Objectives: Ankylosing spondylitis (AS) is associated with an increased cardiovascular (CV) risk. Conduction disturbances (CD) may explain the CV burden, as they are independently associated with cardiac disease. The aim of this study was (i) to determine the prevalence of CD in AS, and (ii) to evaluate the relationship between CD and demographic and AS-related characteristics.
Methods: A rheumatological evaluation assessing demographic and AS-related characteristics and a resting standard 12-lead electrocardiogram (ECG) were performed in 131 consecutive AS patients.

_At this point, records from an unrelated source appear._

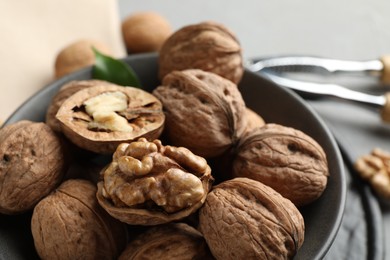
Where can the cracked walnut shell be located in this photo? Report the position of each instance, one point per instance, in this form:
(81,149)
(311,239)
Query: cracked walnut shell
(204,112)
(245,219)
(33,162)
(285,159)
(170,241)
(70,224)
(149,184)
(101,117)
(64,93)
(207,46)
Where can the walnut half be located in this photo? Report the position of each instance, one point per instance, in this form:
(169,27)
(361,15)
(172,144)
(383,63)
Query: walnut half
(100,117)
(148,183)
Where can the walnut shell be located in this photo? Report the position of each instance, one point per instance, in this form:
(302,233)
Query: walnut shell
(204,112)
(243,218)
(170,241)
(64,93)
(285,159)
(207,46)
(33,162)
(77,55)
(149,184)
(145,32)
(70,224)
(142,114)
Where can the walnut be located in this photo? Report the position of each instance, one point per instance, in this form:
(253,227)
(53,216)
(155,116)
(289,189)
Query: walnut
(285,159)
(375,168)
(148,183)
(64,93)
(169,241)
(254,120)
(77,55)
(243,218)
(204,112)
(207,46)
(145,32)
(101,117)
(33,162)
(70,224)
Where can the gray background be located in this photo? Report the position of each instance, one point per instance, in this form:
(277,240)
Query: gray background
(348,29)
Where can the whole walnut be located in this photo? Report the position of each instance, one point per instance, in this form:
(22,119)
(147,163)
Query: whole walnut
(204,112)
(102,116)
(70,224)
(148,183)
(145,32)
(208,46)
(284,158)
(169,241)
(254,120)
(245,219)
(33,162)
(64,93)
(77,55)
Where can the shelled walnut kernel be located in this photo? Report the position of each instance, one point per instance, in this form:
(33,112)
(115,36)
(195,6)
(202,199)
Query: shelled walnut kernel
(148,183)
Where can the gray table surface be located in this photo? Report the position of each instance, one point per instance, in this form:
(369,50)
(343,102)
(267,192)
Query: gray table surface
(348,29)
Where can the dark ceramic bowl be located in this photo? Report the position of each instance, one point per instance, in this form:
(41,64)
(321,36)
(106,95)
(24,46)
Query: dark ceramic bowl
(275,104)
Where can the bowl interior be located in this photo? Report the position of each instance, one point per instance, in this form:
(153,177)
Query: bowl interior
(275,104)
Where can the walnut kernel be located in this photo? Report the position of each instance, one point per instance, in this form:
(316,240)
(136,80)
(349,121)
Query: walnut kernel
(148,183)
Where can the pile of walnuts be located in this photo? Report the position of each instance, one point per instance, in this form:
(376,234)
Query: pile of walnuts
(187,171)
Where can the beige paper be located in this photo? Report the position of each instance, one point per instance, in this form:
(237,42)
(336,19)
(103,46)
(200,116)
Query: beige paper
(33,32)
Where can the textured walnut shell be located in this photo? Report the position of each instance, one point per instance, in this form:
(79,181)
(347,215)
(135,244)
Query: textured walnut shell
(285,159)
(33,162)
(145,117)
(243,218)
(204,112)
(254,120)
(207,46)
(152,197)
(78,55)
(70,224)
(64,93)
(145,31)
(170,241)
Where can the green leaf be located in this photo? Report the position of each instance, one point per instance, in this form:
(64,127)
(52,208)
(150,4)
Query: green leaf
(113,70)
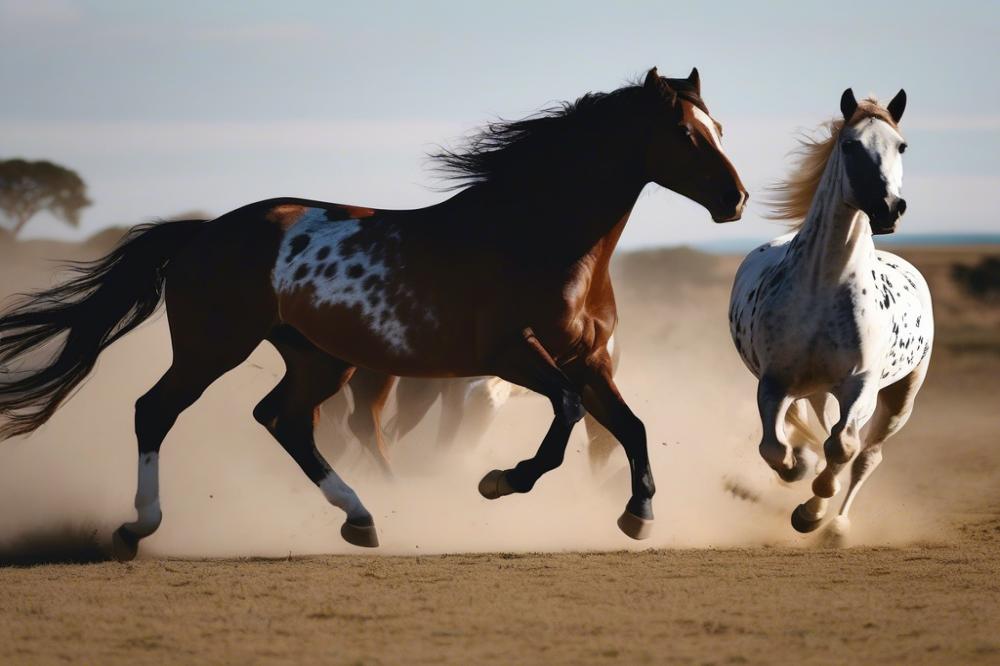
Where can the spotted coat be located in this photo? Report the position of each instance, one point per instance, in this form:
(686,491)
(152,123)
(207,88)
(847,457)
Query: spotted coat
(877,317)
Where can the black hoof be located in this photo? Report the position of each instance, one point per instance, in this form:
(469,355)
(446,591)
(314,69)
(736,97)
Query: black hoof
(495,485)
(364,536)
(124,545)
(635,527)
(802,522)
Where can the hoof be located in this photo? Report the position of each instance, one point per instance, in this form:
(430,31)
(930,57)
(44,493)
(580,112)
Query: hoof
(495,485)
(124,545)
(806,461)
(803,521)
(364,536)
(635,527)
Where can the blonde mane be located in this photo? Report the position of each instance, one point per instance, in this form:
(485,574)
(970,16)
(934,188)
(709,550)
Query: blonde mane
(792,197)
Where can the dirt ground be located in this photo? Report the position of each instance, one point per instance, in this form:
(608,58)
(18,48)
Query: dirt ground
(247,567)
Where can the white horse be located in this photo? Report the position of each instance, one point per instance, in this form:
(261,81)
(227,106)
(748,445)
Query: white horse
(820,312)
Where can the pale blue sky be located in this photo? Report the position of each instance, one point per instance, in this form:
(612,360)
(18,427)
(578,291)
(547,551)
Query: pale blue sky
(166,107)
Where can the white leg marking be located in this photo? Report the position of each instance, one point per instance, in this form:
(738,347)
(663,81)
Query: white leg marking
(340,495)
(147,496)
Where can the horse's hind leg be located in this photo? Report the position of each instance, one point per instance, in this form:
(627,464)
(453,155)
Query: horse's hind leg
(312,376)
(895,404)
(208,340)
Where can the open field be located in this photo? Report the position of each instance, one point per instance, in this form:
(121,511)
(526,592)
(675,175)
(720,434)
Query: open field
(462,580)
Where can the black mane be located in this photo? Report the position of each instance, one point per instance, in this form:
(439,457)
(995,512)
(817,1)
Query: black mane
(506,150)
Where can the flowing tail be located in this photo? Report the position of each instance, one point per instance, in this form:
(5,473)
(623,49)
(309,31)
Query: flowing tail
(107,299)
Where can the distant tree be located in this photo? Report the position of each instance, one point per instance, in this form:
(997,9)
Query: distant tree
(28,188)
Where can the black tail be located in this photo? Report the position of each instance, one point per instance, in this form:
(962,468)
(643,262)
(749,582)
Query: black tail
(107,299)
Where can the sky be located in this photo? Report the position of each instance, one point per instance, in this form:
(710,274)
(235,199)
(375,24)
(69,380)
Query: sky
(165,108)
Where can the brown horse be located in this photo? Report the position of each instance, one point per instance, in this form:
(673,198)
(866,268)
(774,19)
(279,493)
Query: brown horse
(468,406)
(509,277)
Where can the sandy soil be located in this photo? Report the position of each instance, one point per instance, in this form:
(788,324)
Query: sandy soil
(247,566)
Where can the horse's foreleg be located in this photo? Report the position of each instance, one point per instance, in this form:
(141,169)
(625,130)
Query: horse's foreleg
(773,403)
(453,411)
(371,392)
(604,402)
(414,398)
(840,447)
(895,404)
(529,365)
(288,411)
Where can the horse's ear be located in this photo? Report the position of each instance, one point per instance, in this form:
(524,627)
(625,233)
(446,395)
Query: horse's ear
(657,84)
(848,105)
(897,106)
(652,80)
(695,80)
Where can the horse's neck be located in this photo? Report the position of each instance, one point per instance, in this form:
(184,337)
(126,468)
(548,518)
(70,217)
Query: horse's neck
(568,218)
(834,240)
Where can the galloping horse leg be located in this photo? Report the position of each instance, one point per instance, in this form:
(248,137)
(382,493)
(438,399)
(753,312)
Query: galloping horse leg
(288,412)
(839,448)
(414,398)
(371,391)
(600,443)
(773,403)
(529,365)
(895,404)
(208,339)
(603,400)
(453,411)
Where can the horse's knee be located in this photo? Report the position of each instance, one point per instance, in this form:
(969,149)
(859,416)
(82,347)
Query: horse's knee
(568,406)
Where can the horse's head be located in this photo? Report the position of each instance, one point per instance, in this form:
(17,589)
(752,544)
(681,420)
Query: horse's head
(872,157)
(684,153)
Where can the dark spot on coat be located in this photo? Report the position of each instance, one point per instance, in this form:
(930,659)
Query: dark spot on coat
(296,246)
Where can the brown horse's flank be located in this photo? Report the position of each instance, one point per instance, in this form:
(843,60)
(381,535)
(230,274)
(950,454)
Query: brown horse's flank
(509,277)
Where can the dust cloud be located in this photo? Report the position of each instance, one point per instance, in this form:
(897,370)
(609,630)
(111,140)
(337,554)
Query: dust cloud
(228,489)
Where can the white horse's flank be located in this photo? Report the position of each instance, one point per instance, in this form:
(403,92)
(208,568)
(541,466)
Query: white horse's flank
(820,312)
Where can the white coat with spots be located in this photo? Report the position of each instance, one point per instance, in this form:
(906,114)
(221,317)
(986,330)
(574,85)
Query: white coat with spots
(822,318)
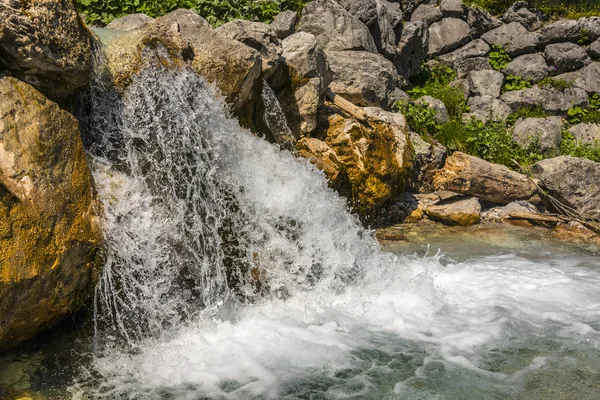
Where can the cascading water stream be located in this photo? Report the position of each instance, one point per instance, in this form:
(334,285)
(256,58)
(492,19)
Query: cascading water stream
(234,272)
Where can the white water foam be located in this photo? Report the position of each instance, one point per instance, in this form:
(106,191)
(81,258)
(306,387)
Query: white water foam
(340,319)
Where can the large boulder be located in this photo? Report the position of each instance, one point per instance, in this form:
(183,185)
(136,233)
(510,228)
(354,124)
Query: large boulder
(565,57)
(335,28)
(363,78)
(473,176)
(232,66)
(546,132)
(370,163)
(412,48)
(514,37)
(50,244)
(446,35)
(575,182)
(45,44)
(586,133)
(310,76)
(531,67)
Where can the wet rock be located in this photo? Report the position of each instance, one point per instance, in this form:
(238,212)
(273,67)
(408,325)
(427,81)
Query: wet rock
(472,176)
(481,22)
(486,83)
(261,37)
(546,132)
(447,35)
(586,133)
(550,99)
(427,13)
(573,181)
(335,28)
(376,160)
(487,108)
(412,48)
(129,22)
(475,48)
(460,212)
(440,112)
(232,66)
(565,57)
(525,14)
(50,247)
(428,158)
(514,37)
(564,30)
(45,44)
(363,78)
(452,9)
(531,67)
(464,67)
(284,23)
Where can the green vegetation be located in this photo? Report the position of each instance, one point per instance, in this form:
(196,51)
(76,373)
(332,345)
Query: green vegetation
(551,8)
(512,82)
(499,57)
(216,12)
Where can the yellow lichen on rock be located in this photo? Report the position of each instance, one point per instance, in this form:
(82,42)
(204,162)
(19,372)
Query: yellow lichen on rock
(50,243)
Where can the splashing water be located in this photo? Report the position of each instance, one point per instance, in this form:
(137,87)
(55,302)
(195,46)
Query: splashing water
(234,272)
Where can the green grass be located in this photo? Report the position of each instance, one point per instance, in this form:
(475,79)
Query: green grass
(216,12)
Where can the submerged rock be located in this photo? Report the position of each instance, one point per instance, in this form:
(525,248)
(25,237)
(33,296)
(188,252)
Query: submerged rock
(45,44)
(50,244)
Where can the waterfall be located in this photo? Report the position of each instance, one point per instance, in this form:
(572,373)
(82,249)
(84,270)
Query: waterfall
(198,212)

Results: A first-degree atrioventricular (AV) block was found in six (4.6%) patients. One (0.8%) patient suffered from a complete right bundle branch block (RBBB) and one (0.8%) patient had a left anterior hemiblock. A prolonged QRS (pQRS) interval was observed in 38 (29.2%) patients, including those with a complete or incomplete BBB. Age, disease duration, and body mass index (BMI) were significantly associated with the PR interval, and male gender, disease duration, and the Bath Ankylosing Spondylitis Metrology Index (BASMI) with the QRS interval. In multivariate analyses, disease duration remained independently associated with both the PR and the QRS intervals.
Conclusion: Intraventricular CD is highly prevalent in AS, particularly in patients with long-standing disease. Further research is needed to determine whether intraventricular CD contribute to the increased CV risk and long-term CV mortality in AS.